Set free from tyranny
Since all those events, I have been trying to make sense of the nightmare that year has been. I have worked to arrive at some conclusions, at some justifications for all that has happened in the name of COVID-19.
I hope that at my vaccination table I provided, for those that were still able to hear the balanced message, an escape from the COVID-19 coercion. I hated injecting those who, despite the vaccine being far from clinically indicated for them, were adamant to have it, whatever their reasons. If I had not been there, someone else would have injected them anyway. Sure, if all nurses and doctors in the world had stood up together against medical tyranny, things would have taken a different course. But, dear reader, how likely was it to ever happen? There is not an example in history when everyone has stood up together against any malevolent force. I was there to help those who were ready to break free and needed a sound reason to do it. I was there for those who could be strengthened by our mutual understanding, compassion, and therapeutic relationship. They ended up knowing that they could endure marginalisation and criticism in the name of free, informed choice.

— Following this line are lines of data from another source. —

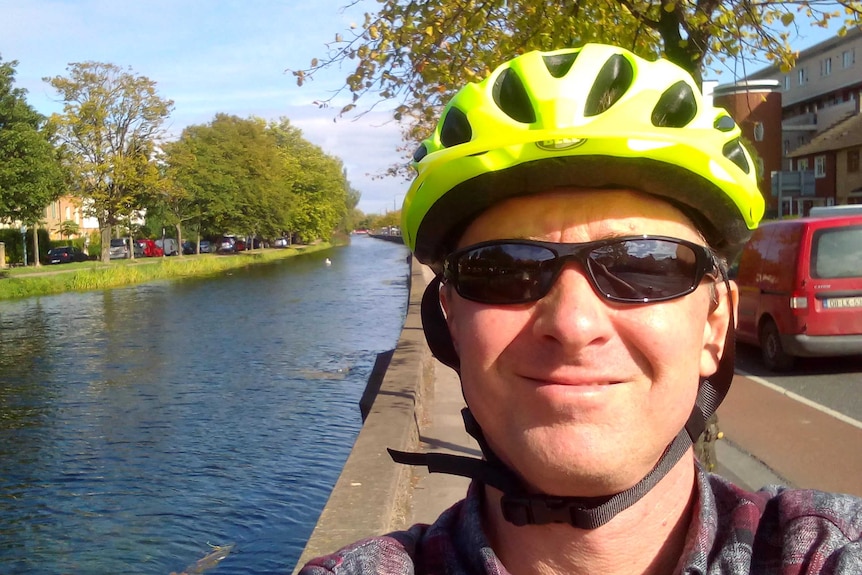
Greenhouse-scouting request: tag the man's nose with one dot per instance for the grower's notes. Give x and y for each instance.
(572, 313)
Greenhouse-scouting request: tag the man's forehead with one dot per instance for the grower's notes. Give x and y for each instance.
(594, 213)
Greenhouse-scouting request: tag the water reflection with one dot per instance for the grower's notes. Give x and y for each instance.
(138, 425)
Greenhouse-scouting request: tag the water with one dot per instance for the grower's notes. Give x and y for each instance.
(141, 426)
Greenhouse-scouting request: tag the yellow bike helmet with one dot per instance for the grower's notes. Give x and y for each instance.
(595, 117)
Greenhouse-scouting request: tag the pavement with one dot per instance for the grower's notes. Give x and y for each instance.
(770, 437)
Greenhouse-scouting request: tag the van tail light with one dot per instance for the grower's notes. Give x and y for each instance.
(799, 302)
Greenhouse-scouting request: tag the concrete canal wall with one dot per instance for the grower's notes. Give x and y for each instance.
(372, 495)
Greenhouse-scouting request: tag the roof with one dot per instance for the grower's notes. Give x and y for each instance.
(845, 134)
(810, 52)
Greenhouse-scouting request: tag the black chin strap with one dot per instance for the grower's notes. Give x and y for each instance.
(521, 507)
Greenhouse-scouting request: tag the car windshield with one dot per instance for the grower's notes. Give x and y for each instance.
(837, 253)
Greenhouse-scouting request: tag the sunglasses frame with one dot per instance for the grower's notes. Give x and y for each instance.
(706, 264)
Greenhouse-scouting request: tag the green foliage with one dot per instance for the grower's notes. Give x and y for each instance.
(418, 53)
(14, 246)
(237, 175)
(68, 228)
(30, 175)
(110, 123)
(87, 276)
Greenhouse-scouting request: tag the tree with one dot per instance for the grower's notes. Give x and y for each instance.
(417, 52)
(109, 128)
(68, 228)
(320, 188)
(229, 176)
(30, 174)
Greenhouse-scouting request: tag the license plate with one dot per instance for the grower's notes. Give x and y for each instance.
(841, 302)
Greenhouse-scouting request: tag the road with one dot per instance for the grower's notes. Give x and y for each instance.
(834, 382)
(802, 428)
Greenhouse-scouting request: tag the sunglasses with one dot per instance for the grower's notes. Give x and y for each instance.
(631, 269)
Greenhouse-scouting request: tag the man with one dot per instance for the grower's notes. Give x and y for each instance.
(580, 208)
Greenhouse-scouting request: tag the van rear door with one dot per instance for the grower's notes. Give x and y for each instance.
(835, 271)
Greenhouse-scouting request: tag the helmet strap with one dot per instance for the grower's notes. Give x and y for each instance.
(520, 507)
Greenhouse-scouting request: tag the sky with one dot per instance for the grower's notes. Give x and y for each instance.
(222, 56)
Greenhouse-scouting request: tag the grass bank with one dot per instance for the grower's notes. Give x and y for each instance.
(85, 276)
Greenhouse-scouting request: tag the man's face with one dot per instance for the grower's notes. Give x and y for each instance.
(580, 395)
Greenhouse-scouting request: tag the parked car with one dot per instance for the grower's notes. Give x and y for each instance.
(119, 248)
(230, 244)
(65, 255)
(800, 289)
(841, 210)
(226, 245)
(190, 247)
(146, 248)
(169, 245)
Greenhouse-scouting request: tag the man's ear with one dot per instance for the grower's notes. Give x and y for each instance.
(716, 325)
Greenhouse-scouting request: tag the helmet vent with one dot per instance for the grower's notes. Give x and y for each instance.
(455, 129)
(676, 107)
(611, 83)
(733, 151)
(559, 64)
(420, 153)
(512, 98)
(724, 124)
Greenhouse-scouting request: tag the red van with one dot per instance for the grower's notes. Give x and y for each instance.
(800, 289)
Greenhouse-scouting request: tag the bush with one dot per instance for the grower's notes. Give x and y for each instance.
(15, 248)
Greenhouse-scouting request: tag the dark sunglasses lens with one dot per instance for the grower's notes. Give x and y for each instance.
(503, 273)
(644, 269)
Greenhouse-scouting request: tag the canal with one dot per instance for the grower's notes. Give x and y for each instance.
(141, 427)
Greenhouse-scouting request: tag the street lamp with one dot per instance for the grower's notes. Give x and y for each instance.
(24, 240)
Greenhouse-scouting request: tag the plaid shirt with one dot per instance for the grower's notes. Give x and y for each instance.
(775, 531)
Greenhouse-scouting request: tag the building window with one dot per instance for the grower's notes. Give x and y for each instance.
(758, 131)
(820, 166)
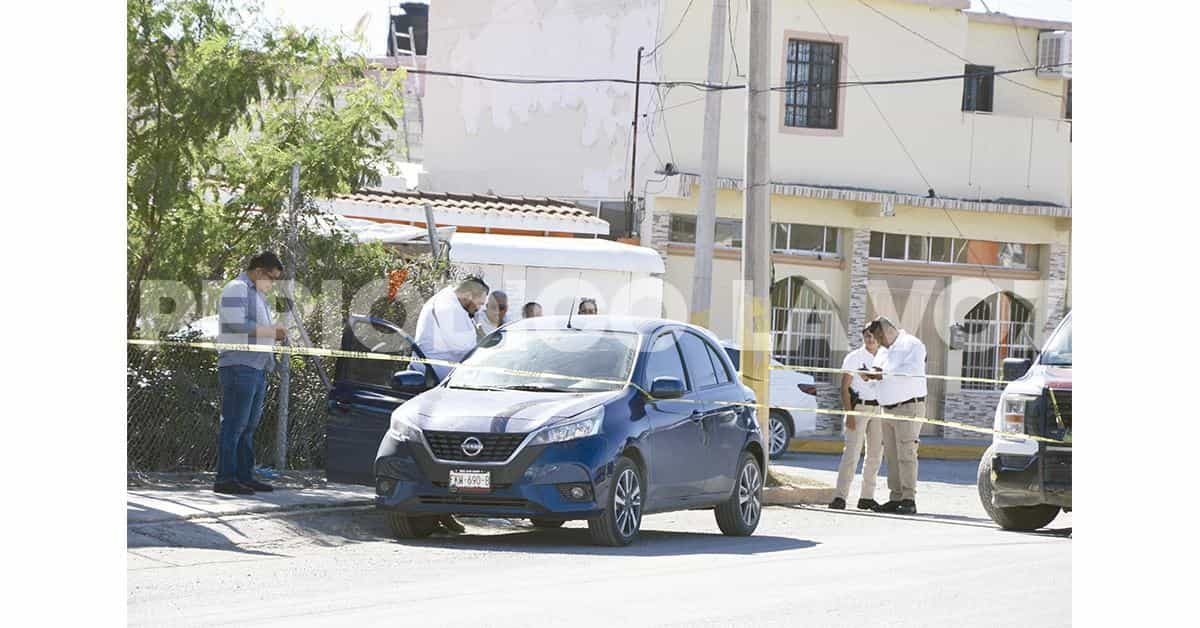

I remember how, after our quarter-of-an-hour chat, the expression of each one of those patients would turn into one of realisation that they did not have to get vaccinated there and then. They had the rationale and hence the strength to refuse vaccination. They could go back home or to work to think for themselves about what they had discovered about their true need for vaccination. And, whatever the consequences, to even decide to remain, there I say it, unvaccinated.
You're a good man. Never forget that...
I echo Ice Queen, "Thank you."
Thank you for living out your conscience and ethics. It must have been an extremely grueling experience for you. But, you gave individuals an actual chance to make an informed choice at the most critical crossroads within this Covid nightmare. Your bravery on this ugly battlefield surely made a significant impact.
So many simply comply, numbing themselves to the horrors occuring around and even through their actions and consent. Most would rather not face their fears, having to admit to this cold, harsh reality and what they can or could do to try and put a stop to it. I hate that you had to be involved, but am glad you were for the sake of those precious lives at your table.